In his book, Moral Lessons, Richard Selzer MD, writes: “I stand by the bed where a young woman lies, her face postoperative, her mouth twisted in palsy, clownish. A tiny twig of the facial nerve, the one to the muscles of her mouth has been severed. She will be thus from now on. The surgeon had followed with religious fervor the curve of her flesh; I promise you that. Nevertheless, to remove the tumor in her cheek, I had cut the little nerve.
Her young husband is in the room. He stands on the opposite side of the bed and together they seem to dwell in the evening lamplight, isolated from me, private. Who are they, I ask myself, he and this wry mouth I have made, who gaze at and touch each other so generously, greedily? The woman speaks.

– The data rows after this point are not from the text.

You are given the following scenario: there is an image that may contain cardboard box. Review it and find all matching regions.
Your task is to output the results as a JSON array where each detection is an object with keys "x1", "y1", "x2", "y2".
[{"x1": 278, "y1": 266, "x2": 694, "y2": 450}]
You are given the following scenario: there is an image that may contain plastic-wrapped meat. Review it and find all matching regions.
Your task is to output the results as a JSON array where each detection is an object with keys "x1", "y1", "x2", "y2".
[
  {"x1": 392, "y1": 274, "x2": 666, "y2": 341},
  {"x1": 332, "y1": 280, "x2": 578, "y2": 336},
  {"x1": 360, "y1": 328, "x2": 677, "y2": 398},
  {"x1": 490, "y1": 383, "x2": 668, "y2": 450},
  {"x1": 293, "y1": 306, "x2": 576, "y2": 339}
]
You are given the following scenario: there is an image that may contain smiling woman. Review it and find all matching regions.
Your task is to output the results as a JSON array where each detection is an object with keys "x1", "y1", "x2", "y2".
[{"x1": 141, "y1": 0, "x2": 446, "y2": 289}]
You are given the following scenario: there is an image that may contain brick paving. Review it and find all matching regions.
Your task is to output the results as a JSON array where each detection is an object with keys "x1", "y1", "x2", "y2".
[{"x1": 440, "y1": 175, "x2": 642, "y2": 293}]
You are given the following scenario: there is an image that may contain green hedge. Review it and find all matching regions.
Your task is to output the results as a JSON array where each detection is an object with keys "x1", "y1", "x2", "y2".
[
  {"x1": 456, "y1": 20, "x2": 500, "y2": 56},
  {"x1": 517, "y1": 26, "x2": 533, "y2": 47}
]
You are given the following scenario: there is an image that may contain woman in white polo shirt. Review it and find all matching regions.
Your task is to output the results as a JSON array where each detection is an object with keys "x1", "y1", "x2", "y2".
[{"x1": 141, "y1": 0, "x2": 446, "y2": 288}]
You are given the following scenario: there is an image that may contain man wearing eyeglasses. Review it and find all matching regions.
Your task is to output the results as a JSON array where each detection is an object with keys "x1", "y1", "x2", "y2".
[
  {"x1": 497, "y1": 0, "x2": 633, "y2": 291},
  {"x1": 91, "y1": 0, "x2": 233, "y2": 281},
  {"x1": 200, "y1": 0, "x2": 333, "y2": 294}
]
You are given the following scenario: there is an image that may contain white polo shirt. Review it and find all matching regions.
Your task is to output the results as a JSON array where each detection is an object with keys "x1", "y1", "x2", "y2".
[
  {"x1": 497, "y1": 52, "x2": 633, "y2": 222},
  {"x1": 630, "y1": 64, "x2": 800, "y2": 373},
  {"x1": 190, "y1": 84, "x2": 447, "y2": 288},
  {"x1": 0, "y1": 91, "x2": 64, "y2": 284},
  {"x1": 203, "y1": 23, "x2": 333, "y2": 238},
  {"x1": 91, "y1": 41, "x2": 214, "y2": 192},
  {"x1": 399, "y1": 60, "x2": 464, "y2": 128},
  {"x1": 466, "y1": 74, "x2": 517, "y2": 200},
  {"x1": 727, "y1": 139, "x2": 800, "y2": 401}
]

“Will my mouth always be like this?” she asks.
“Yes,” I say, “it will. It is because the nerve was cut.”
She nods and is silent. But the young man smiles.
“I like it,” he says, “It is kind of cute.”
All at once I know who he is. I understand and I lower my gaze. One is not bold in an encounter with a god. Unmindful, he bends to kiss her crooked mouth and I am so close I can see how he twists his own lips to accommodate to hers, to show her that their kiss still works.”
Jesus had to die to conform God’s lips to our twisted life. We can only understand the quality of love in terms of sacrifice. So God set it up that he could make a sacrifice so big we’d understand the enormous quality of his love for us.
In the title, I’m not referring to the standard question of “Why did Jesus have to die?” that most Christian are answering. This question with the answer so our sins would be forgiven. Or to atone for our sins.
I’m referring to the question of why did God set it up this way. Why did God make the rules so that Jesus’ death would some how make up for our sins. Couldn’t he have found a way other than sacrifice and blood?
I think the answer is yes. But in so doing he would have had to change how we experience love.
I’m not sure our understanding of love only being in terms of sacrifice is a reflection of God’s love or our fallen nature. But God’s desire to show us just how much he loves us is why Jesus had to die. And the more horrible the death the greater the quality of his love in our eyes.